Judging by the conversations in the breaks at the AIST ASI conference, these were the three sessions that stimulated delegates the most.


Greater information will lead to the end of traditional asset allocation buckets

In one of the standout presentations from the conference Jai Jacob, managing director and portfolio manager at Lazard Asset Management persuasively explained to delegates how the funds management industry was going to be disrupted by greater access to information on individual securities.

Drawing parallels with how the internet had created greater freedom in how people access information, he predicted a growing willingness for managers to think beyond narrow asset class boundaries, thereby challenging traditional investor portfolios.

Much of this would come from greater use of factor based analysis of investments.

Resisting this trend would limit returns, “the more you insist on categorisation, the more you constrain investors,” Jacob said.


Alternative assets are now mainstream assets

Investors’ perceptions of alternative assets as a unique and separate asset class with different rules was challenged by Kerry Craig, global strategist, J.P. Morgan.

He reported how his clients were increasingly incorporating alternatives into traditional assets strategies around equity and fixed income portfolios, particularly for private credit and private equity.

“Private equity is not an alternative, it is a way of getting equity premium,” he said.

This trend is being matched by fund managers creating more flexible mandates that met investors needs rather than strict asset allocation buckets. A chief executive of a mid-sized superannuation fund told Investment Magazine that they would go back to their team and ask for reporting to be re-thought along these lines.

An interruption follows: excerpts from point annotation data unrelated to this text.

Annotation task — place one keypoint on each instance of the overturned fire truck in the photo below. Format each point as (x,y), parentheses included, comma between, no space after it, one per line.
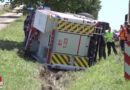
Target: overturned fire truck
(64,40)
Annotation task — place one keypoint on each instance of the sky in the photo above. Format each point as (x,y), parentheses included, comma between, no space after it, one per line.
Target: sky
(113,11)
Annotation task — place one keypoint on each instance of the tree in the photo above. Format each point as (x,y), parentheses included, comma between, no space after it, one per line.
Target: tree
(73,6)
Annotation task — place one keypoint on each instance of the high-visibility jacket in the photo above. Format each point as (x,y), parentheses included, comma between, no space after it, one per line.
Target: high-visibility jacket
(123,34)
(127,35)
(109,36)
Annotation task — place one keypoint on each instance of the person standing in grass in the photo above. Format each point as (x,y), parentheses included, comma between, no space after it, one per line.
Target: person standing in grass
(110,41)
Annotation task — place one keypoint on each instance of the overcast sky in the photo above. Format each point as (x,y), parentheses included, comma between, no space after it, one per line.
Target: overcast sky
(113,11)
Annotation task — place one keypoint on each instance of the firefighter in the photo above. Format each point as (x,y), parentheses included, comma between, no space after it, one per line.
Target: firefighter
(102,52)
(26,31)
(127,32)
(122,37)
(110,41)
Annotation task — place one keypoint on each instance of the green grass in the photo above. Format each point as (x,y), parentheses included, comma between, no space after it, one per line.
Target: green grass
(6,10)
(18,73)
(105,75)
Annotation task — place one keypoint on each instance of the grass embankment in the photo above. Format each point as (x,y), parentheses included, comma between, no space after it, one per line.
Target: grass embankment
(18,73)
(5,10)
(105,75)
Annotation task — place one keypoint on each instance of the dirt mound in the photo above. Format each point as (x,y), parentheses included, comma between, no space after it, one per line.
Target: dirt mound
(55,79)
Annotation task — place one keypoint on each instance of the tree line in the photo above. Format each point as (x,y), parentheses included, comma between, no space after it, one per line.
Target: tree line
(73,6)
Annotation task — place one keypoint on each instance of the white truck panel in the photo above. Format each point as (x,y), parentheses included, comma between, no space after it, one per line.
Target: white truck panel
(40,21)
(72,44)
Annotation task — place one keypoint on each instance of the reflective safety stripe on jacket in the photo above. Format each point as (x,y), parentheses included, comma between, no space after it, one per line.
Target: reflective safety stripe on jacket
(127,35)
(122,35)
(109,36)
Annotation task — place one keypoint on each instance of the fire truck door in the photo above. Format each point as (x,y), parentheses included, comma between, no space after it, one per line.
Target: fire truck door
(84,46)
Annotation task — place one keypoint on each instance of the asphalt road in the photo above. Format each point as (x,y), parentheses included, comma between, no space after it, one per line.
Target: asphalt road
(10,17)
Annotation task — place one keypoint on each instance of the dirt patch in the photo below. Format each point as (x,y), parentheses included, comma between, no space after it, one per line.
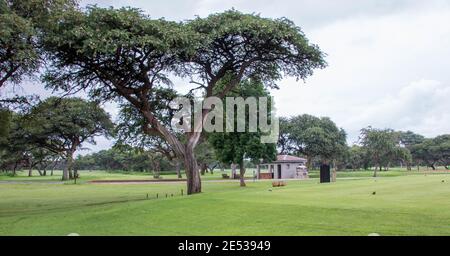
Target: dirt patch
(135,181)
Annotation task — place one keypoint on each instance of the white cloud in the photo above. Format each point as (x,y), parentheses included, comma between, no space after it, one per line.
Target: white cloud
(373,63)
(388,60)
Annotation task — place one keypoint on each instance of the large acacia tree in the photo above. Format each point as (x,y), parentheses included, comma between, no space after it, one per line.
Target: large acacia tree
(63,125)
(124,55)
(21,24)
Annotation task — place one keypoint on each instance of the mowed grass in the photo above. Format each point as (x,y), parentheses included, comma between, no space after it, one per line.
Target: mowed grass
(402,205)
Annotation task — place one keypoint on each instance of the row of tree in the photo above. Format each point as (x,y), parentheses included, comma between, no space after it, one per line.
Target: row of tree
(123,55)
(320,141)
(51,131)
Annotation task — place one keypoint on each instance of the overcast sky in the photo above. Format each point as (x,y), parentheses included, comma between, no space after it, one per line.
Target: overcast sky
(388,60)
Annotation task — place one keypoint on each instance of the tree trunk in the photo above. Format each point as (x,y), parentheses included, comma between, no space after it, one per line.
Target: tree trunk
(258,171)
(178,169)
(242,173)
(334,173)
(67,171)
(309,163)
(194,184)
(203,168)
(375,172)
(30,170)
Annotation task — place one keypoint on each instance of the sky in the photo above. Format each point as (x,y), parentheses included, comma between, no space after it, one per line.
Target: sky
(388,60)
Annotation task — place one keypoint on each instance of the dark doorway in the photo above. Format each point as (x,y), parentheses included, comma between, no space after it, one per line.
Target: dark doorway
(324,173)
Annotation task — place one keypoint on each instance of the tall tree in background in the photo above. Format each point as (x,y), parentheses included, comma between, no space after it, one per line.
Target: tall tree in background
(409,139)
(234,147)
(381,146)
(62,125)
(21,25)
(313,137)
(433,151)
(123,54)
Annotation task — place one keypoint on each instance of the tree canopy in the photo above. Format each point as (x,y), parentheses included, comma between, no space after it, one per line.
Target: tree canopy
(62,125)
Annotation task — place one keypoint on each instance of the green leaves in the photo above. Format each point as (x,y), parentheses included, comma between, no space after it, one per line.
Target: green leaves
(64,124)
(312,136)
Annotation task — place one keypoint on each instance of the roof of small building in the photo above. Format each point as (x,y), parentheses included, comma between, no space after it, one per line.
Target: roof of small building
(289,159)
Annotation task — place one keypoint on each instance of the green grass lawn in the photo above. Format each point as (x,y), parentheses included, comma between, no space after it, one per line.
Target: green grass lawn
(403,205)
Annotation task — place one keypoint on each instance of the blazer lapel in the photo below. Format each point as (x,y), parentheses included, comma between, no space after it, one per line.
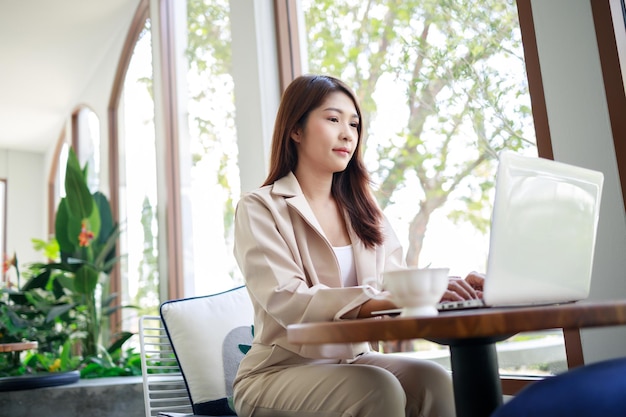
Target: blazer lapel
(289,188)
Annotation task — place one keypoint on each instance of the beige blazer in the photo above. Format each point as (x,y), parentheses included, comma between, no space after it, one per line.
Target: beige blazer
(293,276)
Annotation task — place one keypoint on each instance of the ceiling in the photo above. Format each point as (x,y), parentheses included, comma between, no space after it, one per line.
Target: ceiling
(49,52)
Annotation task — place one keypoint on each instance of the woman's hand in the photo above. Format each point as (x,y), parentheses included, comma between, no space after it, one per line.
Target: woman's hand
(466,288)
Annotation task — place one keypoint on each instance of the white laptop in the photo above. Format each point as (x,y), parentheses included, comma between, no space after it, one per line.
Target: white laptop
(543,232)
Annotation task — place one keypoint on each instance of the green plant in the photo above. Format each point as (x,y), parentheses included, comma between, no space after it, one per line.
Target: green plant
(65,304)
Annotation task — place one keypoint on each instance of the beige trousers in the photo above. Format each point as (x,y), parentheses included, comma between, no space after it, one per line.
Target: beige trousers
(374,385)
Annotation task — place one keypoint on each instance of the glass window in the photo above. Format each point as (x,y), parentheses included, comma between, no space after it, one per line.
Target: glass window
(3,218)
(211,164)
(87,144)
(443,89)
(138,188)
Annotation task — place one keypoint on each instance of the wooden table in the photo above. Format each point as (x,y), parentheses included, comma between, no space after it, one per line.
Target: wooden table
(471,336)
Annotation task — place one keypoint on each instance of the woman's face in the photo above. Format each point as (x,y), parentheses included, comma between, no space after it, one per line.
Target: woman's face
(329,138)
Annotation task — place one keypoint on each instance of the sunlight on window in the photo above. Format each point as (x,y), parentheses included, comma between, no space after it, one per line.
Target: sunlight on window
(213,169)
(138,188)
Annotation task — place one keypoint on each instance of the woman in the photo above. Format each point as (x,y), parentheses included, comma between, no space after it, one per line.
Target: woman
(305,242)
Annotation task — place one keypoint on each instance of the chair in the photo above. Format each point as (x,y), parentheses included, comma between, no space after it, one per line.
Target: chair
(164,388)
(597,389)
(210,335)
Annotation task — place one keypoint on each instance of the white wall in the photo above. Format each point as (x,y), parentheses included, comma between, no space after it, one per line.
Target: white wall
(26,202)
(581,135)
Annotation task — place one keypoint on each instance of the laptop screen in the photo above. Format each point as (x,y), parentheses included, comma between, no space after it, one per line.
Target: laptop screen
(543,231)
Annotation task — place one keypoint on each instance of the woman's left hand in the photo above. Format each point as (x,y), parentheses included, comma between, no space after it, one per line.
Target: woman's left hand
(466,288)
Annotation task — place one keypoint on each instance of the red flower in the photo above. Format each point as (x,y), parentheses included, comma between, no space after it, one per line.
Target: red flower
(8,263)
(86,236)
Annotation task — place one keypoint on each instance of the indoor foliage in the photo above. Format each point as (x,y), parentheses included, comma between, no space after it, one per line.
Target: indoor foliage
(65,305)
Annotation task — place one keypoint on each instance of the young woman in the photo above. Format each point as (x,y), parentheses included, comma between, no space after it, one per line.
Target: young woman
(305,242)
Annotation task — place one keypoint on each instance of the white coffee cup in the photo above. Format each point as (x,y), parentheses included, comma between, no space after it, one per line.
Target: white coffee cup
(415,290)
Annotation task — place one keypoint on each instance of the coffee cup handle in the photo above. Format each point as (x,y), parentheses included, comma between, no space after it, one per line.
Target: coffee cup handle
(369,283)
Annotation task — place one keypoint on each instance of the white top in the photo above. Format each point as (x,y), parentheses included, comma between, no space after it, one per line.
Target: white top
(346,265)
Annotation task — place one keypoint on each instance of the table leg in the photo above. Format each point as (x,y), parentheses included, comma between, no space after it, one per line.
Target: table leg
(476,379)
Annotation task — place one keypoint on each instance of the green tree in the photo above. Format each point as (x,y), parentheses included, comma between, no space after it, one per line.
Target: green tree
(147,297)
(462,106)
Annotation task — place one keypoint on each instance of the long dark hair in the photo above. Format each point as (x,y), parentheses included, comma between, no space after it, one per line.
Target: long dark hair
(350,187)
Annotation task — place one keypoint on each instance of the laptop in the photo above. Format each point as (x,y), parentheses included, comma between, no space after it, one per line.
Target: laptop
(543,233)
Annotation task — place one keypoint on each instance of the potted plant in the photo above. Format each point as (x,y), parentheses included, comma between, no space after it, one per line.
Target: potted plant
(67,301)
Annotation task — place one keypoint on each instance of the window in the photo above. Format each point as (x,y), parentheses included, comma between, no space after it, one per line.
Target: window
(209,160)
(137,187)
(3,223)
(86,142)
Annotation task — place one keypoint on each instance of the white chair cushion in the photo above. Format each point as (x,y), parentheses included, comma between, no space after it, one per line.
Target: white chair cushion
(206,333)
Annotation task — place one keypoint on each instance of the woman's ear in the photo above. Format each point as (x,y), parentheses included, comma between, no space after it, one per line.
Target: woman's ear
(296,135)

Implementation can drive 50 per cent of returns

Around 50 per cent of the driver of returns for large European pension funds is now coming from effective implementation, revealed Amin Rajan, chief executive of CREATE-Research UK.

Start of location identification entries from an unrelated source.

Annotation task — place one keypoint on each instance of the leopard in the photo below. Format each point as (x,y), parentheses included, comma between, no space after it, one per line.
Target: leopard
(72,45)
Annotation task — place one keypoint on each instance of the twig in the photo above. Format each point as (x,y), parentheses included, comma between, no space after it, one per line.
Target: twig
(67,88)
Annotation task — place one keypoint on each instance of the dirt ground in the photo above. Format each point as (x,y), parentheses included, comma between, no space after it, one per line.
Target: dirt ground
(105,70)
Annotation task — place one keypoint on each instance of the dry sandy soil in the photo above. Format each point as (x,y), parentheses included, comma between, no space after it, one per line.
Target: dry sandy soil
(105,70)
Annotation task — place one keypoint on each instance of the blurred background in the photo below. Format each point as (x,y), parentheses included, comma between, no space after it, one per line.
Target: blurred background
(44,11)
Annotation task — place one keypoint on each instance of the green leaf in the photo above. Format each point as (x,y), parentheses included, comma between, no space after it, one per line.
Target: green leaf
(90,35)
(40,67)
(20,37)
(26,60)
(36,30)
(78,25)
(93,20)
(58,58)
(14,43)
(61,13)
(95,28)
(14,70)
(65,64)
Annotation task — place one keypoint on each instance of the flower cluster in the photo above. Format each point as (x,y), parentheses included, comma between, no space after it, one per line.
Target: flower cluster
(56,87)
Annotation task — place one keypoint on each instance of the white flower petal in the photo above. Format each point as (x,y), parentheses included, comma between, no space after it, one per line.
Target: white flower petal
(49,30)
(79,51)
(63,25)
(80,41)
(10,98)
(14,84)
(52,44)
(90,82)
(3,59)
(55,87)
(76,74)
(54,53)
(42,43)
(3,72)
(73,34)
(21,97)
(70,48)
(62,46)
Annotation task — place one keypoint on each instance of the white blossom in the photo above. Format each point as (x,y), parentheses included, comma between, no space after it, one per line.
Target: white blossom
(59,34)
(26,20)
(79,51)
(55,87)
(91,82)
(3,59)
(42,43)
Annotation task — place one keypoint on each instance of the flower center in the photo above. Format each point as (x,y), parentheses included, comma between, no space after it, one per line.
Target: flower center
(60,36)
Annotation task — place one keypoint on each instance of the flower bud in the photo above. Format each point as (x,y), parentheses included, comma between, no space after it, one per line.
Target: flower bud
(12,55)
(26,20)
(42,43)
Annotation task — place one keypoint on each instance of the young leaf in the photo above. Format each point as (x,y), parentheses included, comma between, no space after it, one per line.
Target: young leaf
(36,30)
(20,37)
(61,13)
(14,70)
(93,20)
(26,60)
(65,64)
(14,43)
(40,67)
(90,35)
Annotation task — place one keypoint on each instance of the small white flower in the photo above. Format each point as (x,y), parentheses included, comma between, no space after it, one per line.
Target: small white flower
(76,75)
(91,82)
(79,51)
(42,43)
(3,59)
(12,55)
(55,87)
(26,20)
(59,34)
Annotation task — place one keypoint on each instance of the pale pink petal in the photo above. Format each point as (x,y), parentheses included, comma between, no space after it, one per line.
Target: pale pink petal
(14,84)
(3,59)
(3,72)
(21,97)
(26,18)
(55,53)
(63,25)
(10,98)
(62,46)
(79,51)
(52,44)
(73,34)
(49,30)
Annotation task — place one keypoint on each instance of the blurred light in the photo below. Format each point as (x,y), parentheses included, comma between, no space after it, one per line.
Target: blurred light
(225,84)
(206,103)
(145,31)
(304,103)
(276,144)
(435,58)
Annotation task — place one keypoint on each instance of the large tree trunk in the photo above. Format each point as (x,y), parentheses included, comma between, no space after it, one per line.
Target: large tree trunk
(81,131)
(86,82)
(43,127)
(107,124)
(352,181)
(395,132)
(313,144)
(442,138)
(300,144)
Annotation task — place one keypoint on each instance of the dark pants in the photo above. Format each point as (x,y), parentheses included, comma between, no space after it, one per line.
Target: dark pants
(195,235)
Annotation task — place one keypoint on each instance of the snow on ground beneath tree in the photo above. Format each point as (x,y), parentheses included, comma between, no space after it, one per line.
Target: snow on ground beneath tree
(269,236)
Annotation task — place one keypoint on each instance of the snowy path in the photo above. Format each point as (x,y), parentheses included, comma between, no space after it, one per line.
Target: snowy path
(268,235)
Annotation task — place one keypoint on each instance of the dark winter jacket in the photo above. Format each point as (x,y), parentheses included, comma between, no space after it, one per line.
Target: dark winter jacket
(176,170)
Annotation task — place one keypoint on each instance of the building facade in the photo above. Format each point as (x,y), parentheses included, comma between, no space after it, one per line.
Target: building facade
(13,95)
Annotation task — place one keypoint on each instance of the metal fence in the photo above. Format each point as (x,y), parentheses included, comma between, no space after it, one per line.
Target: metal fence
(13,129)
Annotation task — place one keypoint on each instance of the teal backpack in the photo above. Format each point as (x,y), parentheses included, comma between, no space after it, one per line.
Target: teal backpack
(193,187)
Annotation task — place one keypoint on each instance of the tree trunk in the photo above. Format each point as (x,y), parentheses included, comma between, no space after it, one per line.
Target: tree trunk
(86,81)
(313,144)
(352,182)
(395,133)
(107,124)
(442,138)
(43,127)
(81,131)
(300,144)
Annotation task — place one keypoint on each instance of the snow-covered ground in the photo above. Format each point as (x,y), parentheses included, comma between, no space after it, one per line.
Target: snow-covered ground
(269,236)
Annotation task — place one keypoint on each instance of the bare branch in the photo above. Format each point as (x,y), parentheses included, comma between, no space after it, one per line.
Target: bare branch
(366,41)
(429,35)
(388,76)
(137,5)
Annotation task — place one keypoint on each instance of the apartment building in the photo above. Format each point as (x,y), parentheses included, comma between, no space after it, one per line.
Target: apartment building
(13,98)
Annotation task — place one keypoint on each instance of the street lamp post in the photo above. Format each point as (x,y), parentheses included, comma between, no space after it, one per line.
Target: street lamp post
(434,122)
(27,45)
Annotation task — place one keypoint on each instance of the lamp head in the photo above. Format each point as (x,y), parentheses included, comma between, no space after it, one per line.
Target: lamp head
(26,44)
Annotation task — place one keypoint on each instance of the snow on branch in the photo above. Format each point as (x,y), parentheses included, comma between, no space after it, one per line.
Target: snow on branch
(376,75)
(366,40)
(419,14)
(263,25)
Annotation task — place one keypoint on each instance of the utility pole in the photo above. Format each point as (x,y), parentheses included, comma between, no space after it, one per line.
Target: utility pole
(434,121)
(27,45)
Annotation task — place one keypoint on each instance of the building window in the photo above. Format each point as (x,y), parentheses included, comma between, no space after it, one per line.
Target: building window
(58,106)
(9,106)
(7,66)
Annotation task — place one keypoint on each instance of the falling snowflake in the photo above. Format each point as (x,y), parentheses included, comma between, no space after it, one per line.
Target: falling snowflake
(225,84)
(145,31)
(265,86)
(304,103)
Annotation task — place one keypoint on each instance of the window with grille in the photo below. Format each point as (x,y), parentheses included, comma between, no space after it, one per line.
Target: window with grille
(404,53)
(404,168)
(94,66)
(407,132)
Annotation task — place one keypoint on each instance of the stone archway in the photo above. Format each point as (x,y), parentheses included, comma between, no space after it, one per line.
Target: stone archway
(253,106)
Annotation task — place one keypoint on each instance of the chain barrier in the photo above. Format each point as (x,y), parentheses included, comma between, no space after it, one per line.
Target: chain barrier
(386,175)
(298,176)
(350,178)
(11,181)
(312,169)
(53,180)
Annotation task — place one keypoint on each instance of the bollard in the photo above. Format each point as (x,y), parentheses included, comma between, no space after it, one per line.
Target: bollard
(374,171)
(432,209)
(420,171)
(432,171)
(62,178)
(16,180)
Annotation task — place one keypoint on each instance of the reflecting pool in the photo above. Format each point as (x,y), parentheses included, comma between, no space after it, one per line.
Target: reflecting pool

The growing priority being given to reducing performance leakage was one of the standout messages from the swathe of statistics on European pension funds by Rajan.

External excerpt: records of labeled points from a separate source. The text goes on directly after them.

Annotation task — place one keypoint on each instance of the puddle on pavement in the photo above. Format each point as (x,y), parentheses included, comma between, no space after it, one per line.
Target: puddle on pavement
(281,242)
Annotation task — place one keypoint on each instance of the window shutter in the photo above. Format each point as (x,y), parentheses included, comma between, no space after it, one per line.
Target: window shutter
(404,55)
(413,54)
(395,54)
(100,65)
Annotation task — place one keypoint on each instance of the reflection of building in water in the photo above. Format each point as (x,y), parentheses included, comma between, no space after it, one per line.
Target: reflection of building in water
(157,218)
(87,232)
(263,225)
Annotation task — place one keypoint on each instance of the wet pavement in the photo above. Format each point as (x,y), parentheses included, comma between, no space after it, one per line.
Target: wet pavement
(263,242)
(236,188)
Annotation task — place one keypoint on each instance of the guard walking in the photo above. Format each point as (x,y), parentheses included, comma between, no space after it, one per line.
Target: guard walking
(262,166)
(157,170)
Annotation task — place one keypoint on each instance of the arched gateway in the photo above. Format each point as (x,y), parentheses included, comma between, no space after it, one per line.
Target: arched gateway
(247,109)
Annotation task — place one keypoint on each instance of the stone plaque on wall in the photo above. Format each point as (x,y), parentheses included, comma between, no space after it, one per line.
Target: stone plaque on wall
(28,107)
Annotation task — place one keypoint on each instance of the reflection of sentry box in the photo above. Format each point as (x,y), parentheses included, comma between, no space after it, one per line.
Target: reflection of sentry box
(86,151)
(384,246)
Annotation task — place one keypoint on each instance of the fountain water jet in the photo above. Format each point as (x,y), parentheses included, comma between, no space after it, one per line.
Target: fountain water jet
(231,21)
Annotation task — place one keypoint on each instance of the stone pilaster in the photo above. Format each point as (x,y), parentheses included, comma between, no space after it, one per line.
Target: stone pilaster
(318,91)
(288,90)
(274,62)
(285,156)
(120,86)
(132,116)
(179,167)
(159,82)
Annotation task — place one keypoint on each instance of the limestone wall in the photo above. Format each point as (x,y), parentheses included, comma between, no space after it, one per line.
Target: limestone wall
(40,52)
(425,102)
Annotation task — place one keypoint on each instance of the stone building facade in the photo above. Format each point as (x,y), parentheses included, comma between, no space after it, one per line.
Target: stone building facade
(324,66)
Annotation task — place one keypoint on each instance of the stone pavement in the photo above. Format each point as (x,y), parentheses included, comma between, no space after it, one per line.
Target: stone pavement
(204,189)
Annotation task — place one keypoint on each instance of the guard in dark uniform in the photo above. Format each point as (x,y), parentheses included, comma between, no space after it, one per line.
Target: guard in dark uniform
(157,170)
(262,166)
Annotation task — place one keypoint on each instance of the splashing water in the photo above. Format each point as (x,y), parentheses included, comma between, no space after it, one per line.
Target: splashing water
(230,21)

He said that while funds used to see 80 per cent of their returns being driven by asset allocation and only 20 per cent from effective implementation, this was now more of a 50:50 split. He reasoned that Europe had gone down this route earlier, as it experienced a more severe squeeze on returns during the GFC, unlike Australia, which experienced a milder downturn but which was now facing a much gloomier return horizon.

Better implementation in Europe is being achieved by more delegated authority within funds, minimising fees and the use of smart beta or passive approaches where appropriate.

There was also a much greater engagement with funds managers, which Rajan said were joining funds in informal alliances for the exchange of ideas.

The extent to which such ideas did not yet tally with Australian funds was shown by a delegate poll at a subsequent session that found they believed 60 per cent of returns were generated from asset allocation, 14 per cent from implementation and 14 per cent from manager selection.